La mantra des vacances en ces temps de coronavirus: apprendre à profiter des petites choses simples de la vie. Par exemple, une crème glacée turbinée à la main, servie dans un décor magique… Simple et délicieux ! Voici notre sélection de sept glaciers de légende, entre Knokke et La Panne.

La Crèmerie François. Knokke, depuis 1928

La Crèmerie François, fondée dans la ville de Saint-Nicolas, a la réputation d’être le plus ancien glacier du pays. La maison-mère a d’ailleurs été récompensée à trois reprises par le titre de “Meilleur Glacier de Belgique” aux Hospitality Awards, grâce à la recette originale de “Monsieur François”.

Un succès qui, l’an dernier, s’est concrétisé par l’ouverture d’une succursale à Knokke, avec une belle palette de parfums, comme pistache-liqueur d’orange et poivre. À Knokke aussi, ce glacier ne propose que de la top qualité: le lait cru pour faire la crème glacée est pasteurisé sur place et les pistaches sont importées de Sicile.

Le Glacier René. Le Coq, depuis 1945

Bio, circuit court, durable … ces éléments qui, aujourd’hui, font partie de l’ADN des marques un peu hipster qui souhaitent cartonner auprès des jeunes, qualifiaient déjà le glacier René. En effet, ce visionnaire a, dès 1945, fait sa renommée sur son choix d’ingrédients naturels et locaux, dont le lait de vache.

Aujourd’hui encore, cette crème glacée bio et sans additifs fait toujours l’orgueil de la maison. Aux colorants et arômes, même naturels, la maison préfère les fruits frais. La glace au lait de chèvre bio, spécialité de la maison depuis des années, est une découverte. Et la déco vintage est une valeur sûre de la station depuis les années 50.
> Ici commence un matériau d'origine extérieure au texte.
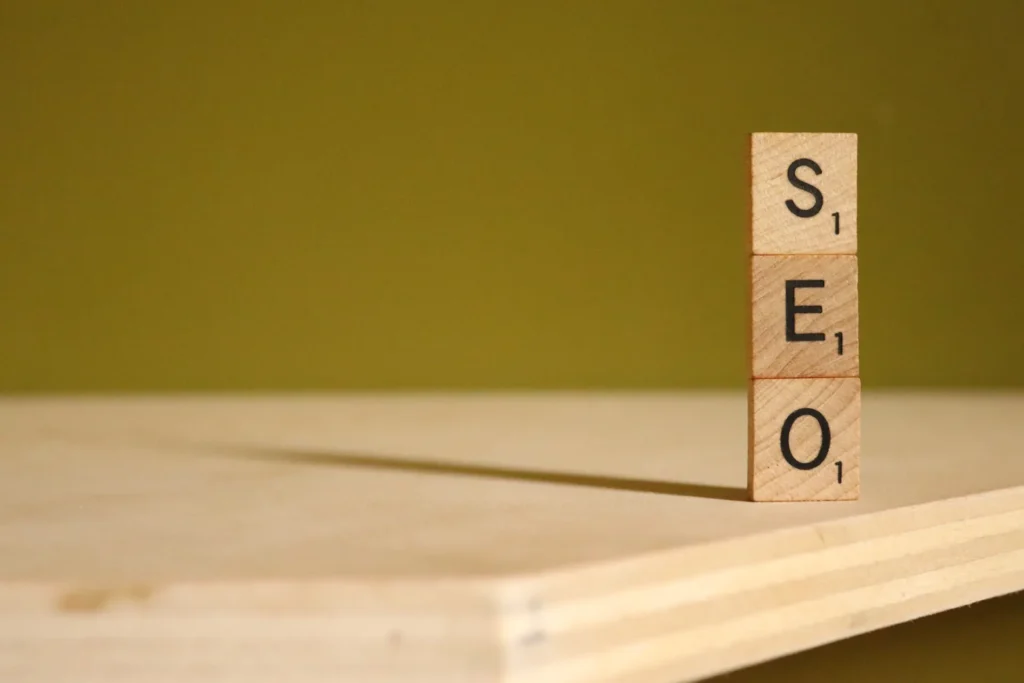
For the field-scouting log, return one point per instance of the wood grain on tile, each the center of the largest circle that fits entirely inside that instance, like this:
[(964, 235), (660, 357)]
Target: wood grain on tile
[(804, 193)]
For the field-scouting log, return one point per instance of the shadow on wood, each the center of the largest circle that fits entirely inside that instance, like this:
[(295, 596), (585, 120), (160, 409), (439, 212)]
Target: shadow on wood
[(381, 462)]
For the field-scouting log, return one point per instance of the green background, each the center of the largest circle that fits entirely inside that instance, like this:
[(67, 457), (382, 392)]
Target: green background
[(419, 195)]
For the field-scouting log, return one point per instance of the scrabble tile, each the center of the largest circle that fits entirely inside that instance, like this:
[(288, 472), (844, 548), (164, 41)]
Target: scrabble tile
[(804, 193), (805, 439), (804, 316)]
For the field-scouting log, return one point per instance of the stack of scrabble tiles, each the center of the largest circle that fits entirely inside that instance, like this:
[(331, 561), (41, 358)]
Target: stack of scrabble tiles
[(804, 390)]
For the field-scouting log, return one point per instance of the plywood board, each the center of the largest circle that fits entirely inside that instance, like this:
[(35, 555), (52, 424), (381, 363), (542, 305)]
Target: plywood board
[(565, 538)]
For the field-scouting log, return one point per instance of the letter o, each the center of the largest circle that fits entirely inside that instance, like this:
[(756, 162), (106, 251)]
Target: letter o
[(825, 438)]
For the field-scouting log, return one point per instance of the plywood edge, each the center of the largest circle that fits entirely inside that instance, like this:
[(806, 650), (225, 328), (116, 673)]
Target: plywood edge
[(696, 615)]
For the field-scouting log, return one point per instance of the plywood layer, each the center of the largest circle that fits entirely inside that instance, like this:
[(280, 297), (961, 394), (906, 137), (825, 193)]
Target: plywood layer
[(564, 538)]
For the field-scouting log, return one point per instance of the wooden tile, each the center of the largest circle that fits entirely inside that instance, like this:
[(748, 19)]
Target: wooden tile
[(804, 316), (805, 439), (804, 193)]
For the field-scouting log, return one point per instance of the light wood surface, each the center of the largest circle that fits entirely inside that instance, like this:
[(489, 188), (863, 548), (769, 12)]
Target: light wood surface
[(797, 328), (564, 538), (799, 182)]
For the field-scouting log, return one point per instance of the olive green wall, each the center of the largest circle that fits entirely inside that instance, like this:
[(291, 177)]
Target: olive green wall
[(416, 195)]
La Crèmerie Georges. La Panne, depuis les années 60

Georges a ouvert sa crèmerie sur la digue de La Panne il y a plus de 50 ans. En 2016, la toute jeune Astrid (24 ans) reprend le commerce et en profite pour faire souffler un vent nouveau sur l’établissement, où les rayures oranges et blanches sont à l’honneur: non seulement le logo, mais aussi la marquise, les parasols, la tenue des serveurs, les chaises et les tables sont dans ces teintes vitaminées.

La crème glacée signature ne pouvait pas faire exception: c’est une glace au pamplemousse avec un trait de gin Tangueray. D’autres parfums “alcoolisés” sont proposés par ce glacier: limoncello maison, mojito à la menthe fraîche et Baileys.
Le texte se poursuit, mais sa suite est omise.